Central, or cortical, division of the sensory system , according to I.P. Pavlov, it consists of two parts: central part, i.e. “nucleus”, represented by specific neurons that process afferent impulses from receptors, and peripheral part, i.e. “scattered elements” - neurons dispersed throughout the cerebral cortex. The cortical ends of the analyzers are also called “sensory zones”, which are not strictly limited areas; they overlap each other. Currently, in accordance with cytoarchitectonic and neurophysiological data, projection (primary and secondary) and associative tertiary zones of the cortex are distinguished. Excitation from the corresponding receptors to the primary zones is directed along fast-conducting specific pathways, while activation of the secondary and tertiary (associative) zones occurs along polysynaptic nonspecific pathways. In addition, the cortical zones are interconnected by numerous associative fibers.

CLASSIFICATION OF RECEPTORS

The classification of receptors is based primarily on on the nature of sensations that arise in humans when they are irritated. Distinguish visual, auditory, olfactory, gustatory, tactile receptors, thermoreceptors, proprioceptors and vestibuloreceptors (receptors for the position of the body and its parts in space). The question of the existence of special pain receptors .

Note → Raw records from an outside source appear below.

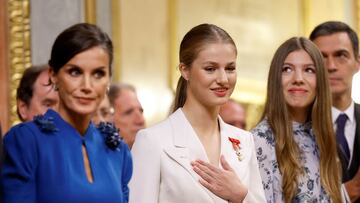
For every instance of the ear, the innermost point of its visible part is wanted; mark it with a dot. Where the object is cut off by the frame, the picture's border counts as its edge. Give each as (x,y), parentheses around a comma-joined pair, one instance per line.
(184,70)
(52,75)
(357,63)
(22,109)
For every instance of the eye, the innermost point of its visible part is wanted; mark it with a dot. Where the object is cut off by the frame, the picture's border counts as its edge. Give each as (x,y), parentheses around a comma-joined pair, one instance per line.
(99,74)
(342,55)
(310,69)
(286,69)
(230,68)
(209,68)
(74,71)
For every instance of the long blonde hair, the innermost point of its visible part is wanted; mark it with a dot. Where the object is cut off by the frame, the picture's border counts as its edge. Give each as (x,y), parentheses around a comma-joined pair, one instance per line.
(278,116)
(192,43)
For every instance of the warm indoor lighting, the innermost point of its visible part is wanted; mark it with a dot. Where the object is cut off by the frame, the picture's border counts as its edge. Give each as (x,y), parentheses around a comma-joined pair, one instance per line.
(356,88)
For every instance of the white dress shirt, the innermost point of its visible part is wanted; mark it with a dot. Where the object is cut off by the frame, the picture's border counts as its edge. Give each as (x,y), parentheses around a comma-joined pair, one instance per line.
(350,125)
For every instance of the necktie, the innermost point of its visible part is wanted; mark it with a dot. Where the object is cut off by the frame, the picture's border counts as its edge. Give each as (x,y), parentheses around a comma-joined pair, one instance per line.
(340,135)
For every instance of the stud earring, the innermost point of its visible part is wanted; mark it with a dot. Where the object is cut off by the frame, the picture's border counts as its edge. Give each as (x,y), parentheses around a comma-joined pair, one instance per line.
(56,87)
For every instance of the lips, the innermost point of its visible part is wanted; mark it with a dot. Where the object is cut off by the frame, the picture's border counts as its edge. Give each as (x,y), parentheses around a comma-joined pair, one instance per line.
(297,90)
(84,100)
(220,92)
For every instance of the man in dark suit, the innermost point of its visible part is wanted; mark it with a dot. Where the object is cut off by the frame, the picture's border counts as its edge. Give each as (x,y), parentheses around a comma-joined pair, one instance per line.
(339,46)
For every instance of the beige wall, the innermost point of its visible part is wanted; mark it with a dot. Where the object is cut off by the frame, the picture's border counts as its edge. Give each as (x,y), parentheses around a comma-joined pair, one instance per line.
(147,33)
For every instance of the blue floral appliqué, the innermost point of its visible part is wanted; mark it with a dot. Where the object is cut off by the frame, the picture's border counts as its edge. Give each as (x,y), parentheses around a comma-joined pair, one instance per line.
(111,134)
(46,124)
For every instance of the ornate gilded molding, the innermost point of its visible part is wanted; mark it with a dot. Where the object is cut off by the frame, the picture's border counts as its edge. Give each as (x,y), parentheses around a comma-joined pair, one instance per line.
(19,26)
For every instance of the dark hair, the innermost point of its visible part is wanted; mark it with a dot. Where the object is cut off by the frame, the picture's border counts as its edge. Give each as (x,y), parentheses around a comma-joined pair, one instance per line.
(116,89)
(278,116)
(25,90)
(76,39)
(332,27)
(192,43)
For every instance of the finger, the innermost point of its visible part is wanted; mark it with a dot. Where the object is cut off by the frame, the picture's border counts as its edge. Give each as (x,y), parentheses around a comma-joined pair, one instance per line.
(208,165)
(209,169)
(206,185)
(203,175)
(226,166)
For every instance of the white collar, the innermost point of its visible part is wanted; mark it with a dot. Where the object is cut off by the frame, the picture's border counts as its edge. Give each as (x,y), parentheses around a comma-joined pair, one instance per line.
(349,112)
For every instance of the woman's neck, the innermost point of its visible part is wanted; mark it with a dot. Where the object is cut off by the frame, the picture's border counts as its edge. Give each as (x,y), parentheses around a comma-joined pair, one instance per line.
(79,122)
(299,115)
(203,119)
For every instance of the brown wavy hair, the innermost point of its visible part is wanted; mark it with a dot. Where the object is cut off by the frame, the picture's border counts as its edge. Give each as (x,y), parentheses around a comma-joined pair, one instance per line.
(192,43)
(279,118)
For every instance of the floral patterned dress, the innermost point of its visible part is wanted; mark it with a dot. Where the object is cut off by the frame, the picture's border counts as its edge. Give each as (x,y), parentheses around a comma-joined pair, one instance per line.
(309,188)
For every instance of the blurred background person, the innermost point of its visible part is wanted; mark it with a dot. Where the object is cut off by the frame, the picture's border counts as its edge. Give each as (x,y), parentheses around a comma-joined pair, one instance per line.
(128,112)
(104,112)
(339,45)
(234,114)
(35,94)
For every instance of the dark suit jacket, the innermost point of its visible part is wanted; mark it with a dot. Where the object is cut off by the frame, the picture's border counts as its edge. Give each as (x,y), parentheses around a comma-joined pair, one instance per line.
(349,173)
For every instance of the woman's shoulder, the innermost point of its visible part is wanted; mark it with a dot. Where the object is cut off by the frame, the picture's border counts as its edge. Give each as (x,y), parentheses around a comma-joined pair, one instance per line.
(25,130)
(263,131)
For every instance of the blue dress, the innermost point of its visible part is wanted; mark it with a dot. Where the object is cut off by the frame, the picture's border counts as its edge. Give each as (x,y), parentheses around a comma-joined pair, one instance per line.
(309,187)
(46,165)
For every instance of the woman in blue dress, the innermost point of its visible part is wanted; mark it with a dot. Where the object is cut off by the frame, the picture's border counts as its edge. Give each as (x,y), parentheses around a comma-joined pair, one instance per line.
(295,142)
(61,156)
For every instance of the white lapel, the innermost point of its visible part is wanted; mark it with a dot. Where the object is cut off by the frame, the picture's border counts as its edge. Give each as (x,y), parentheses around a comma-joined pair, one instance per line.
(183,138)
(187,147)
(228,151)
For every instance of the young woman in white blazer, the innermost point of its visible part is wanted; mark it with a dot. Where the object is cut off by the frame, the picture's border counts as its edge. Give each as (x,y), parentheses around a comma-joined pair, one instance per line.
(193,156)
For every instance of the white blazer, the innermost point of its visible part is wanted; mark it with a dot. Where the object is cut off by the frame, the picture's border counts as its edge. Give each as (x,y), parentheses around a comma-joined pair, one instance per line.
(162,170)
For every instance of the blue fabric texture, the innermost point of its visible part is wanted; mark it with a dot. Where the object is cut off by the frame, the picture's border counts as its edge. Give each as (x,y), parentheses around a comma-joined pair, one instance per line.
(45,164)
(309,188)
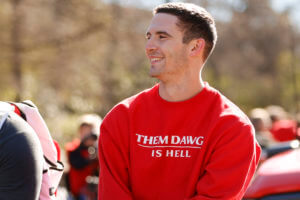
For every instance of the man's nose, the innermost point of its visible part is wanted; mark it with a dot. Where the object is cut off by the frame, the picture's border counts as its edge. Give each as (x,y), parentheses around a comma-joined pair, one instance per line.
(150,45)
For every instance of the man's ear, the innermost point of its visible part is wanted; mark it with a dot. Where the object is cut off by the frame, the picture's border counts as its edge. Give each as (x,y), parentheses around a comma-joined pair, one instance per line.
(197,47)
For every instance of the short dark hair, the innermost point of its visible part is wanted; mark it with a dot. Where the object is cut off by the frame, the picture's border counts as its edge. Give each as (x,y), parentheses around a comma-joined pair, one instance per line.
(194,21)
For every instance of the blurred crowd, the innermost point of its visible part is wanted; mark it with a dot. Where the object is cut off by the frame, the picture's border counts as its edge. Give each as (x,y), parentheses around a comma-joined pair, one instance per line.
(274,125)
(81,175)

Receptors by location divided into external , or exteroceptors, And internal , or interoreceptors. Exteroceptors include auditory, visual, olfactory, taste and tactile receptors. Interoreceptors include vestibuloreceptors and proprioceptors (receptors of the musculoskeletal system), as well as interoreceptors that signal the state of internal organs.

By the nature of contact with the external environment receptors are divided into distant receiving information at a distance from the source of stimulation (visual, auditory and olfactory), and contact – excited by direct contact with a stimulus (gustatory and tactile).

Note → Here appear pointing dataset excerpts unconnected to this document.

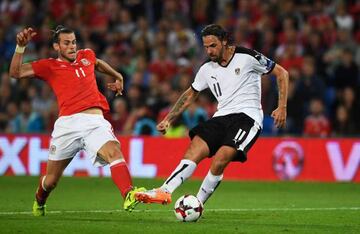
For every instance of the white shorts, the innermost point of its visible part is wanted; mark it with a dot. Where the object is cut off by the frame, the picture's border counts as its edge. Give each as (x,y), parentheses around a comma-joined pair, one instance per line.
(77,132)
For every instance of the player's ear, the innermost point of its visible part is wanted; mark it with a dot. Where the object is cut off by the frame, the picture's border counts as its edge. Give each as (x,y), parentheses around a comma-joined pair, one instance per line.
(224,42)
(56,46)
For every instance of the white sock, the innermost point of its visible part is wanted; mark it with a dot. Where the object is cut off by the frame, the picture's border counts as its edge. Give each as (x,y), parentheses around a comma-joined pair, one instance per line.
(183,171)
(208,186)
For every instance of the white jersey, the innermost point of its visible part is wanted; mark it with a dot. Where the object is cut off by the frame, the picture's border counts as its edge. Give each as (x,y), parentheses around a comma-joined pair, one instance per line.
(237,86)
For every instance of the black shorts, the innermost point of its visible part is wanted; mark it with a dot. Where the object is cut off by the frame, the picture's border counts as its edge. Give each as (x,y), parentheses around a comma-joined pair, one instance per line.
(236,130)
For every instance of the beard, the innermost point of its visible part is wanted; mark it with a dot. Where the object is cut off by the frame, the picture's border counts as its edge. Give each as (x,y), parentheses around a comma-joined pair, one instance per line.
(218,58)
(70,59)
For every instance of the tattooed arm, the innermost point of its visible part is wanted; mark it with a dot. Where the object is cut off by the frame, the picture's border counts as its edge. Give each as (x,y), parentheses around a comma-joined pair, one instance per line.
(282,78)
(182,103)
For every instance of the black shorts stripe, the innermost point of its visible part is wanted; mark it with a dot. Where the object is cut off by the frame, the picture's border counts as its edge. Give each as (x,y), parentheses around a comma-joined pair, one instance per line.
(235,130)
(175,174)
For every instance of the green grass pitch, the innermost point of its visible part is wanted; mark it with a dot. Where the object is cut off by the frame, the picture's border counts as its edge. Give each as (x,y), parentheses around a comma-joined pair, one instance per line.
(93,205)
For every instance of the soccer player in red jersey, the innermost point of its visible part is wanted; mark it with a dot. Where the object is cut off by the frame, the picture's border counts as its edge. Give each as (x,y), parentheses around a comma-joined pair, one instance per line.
(81,125)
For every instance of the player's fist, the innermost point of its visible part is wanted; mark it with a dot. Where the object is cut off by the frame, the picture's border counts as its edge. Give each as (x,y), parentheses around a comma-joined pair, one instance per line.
(163,126)
(23,37)
(117,87)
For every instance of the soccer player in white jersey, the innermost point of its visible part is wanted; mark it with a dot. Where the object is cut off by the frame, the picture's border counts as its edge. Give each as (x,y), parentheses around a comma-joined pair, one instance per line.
(233,74)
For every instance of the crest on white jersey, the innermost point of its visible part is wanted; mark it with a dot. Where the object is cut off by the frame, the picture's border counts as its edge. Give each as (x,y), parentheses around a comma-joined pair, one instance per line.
(85,62)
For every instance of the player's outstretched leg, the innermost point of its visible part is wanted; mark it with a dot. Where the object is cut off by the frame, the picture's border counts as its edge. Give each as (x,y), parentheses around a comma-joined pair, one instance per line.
(39,207)
(162,195)
(130,201)
(208,186)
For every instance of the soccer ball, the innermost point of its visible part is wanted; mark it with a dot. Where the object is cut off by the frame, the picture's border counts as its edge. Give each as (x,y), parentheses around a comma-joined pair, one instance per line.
(188,208)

Depending on the nature of the type of perceived stimulus , to which they are optimally tuned, there are five types of receptors.

· Mechanoreceptors are excited by their mechanical deformation; located in the skin, blood vessels, internal organs, musculoskeletal system, auditory and vestibular systems.

· Chemoreceptors perceive chemical changes in the external and internal environment of the body. These include taste and olfactory receptors, as well as receptors that respond to changes in the composition of blood, lymph, intercellular and cerebrospinal fluid (changes in O 2 and CO 2 tension, osmolarity and pH, glucose levels and other substances). Such receptors are found in the mucous membrane of the tongue and nose, carotid and aortic bodies, hypothalamus and medulla oblongata.

· Thermoreceptors react to temperature changes. They are divided into heat and cold receptors and are found in the skin, mucous membranes, blood vessels, internal organs, hypothalamus, midbrain, medulla oblongata and spinal cord.

· Photoreceptors The retina of the eye perceives light (electromagnetic) energy.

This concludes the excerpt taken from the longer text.